Guest • October 10th, 2008 at 11:43 am
it is said that MS is another Lehman…
MASHIACH BEN CHANA • October 10th, 2008 at 11:46 am
NO JUST A SIMPLE YID.
Anonymous • October 10th, 2008 at 11:49 am
There must be some inflation of the debt — I didn’t say hyper inflation. Otherwise the debt burden, contracted in nominal terms during a time of a bubble, is too much for Americans. American policy should not ignore the interests of American people who must not be left with overly burdensome foreign debt.
TA • October 10th, 2008 at 11:50 am
Yeah, I forgot, something to do with a mouse…

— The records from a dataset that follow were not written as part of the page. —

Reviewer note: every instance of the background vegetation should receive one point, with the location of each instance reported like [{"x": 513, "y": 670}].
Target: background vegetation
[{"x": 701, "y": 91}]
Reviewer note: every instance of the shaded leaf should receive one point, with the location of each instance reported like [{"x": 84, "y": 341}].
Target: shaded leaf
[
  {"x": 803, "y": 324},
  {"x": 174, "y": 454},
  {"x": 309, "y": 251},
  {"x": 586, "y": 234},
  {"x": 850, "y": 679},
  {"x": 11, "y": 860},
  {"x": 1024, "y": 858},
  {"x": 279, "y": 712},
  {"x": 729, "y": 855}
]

Bob • October 10th, 2008 at 11:51 am
The geniuses at Ford Motor not only borrowed $23+ billion last year but also wanted a big piece of the US Government’s offer of the $25 billion “auto retooling” fund. Bye, bye Ford. And GM fervently says it is not considering bancrupcy. Hmmm what do their banks say? What is their current share price vs book value? Remember folks – something is only worth what someone is willing to pay for it. That was the principal behind “mark to market”. Of course some folks would rather value an asset based on what they think it is worth. Oh really?
Capone • October 10th, 2008 at 11:54 am
this is simply amazing stuff you all see silver down 12% ?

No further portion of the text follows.